Jessica Rosenworcel and Ajit Pai have been recommended to the full Senate as the next FCC Commissioners, by a voice vote of the Senate Commerce Committee. However, one senator still isn’t buying it – and the stall is set to begin.

Sen. Charles Grassley (R-IA) is using the occasion to continue his battle with the FCC over the release of documents he wants and which haven’t been forthcoming.

Candidates for other non-FCC positions were also confirmed and are not subject to any holds to the best of our knowledge.

Committee Chairman Jay Rockefeller (D-WV) said, “When it comes to putting leaders at the helm of the FTC and FCC, there are no better candidates than the accomplished public servants the Commerce Committee approved today. We need effective consumer advocates. I am especially pleased to move forward with Ms. Rosenworcel’s nomination.  Her expertise on communications policy will be a major asset to the Commission. I’m confident we can address any concerns about the nominees quickly so we can clear the way for full Senate confirmation.”

The “concerns” in need of addressing mentioned by Rockefeller are almost certainly those voiced by Grassley.

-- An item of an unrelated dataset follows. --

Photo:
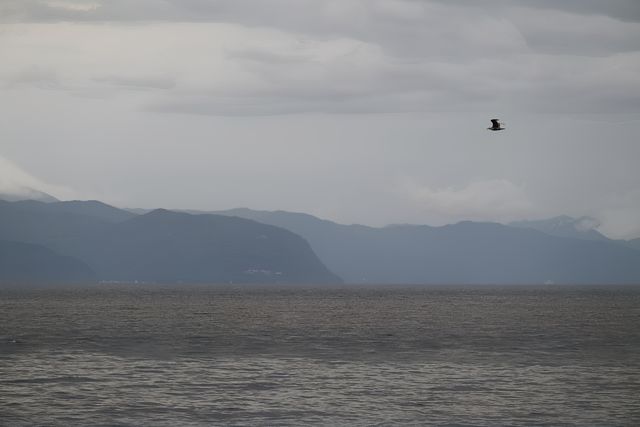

In the wake of the vote, Grassley promised to make good on his hold threat. He said, “More than seven months ago, I started asking the FCC for information that would shed light on the agency’s apparent rush to approve the LightSquared project. The agency has provided none of the information and found excuses not to provide the information. Even the private companies involved, LightSquared and Harbinger Capital, have promised to be more forthcoming than the FCC as a public agency funded by the taxpayers. LightSquared and Harbinger Capital promised to provide me with requested documents on their dealings with the FCC this week. As a last resort to try to exhort more transparency and accountability from the FCC, I’ll place a hold on consideration of the agency nominees on the Senate floor. This agency controls a big part of the economy. It conducts the public’s business. And the public’s business ought to be public.”

RBR-TVBR observation: You have to give Grassley credit for one thing – oftentimes holds are placed in secrecy, leaving the nation in the dark as to just who is gumming up the works on one matter or another. Regardless of the merits of Grassley’s request, his transparent and fully-disclosed hold is entirely consistent, at least, with his demand for transparency from the FCC.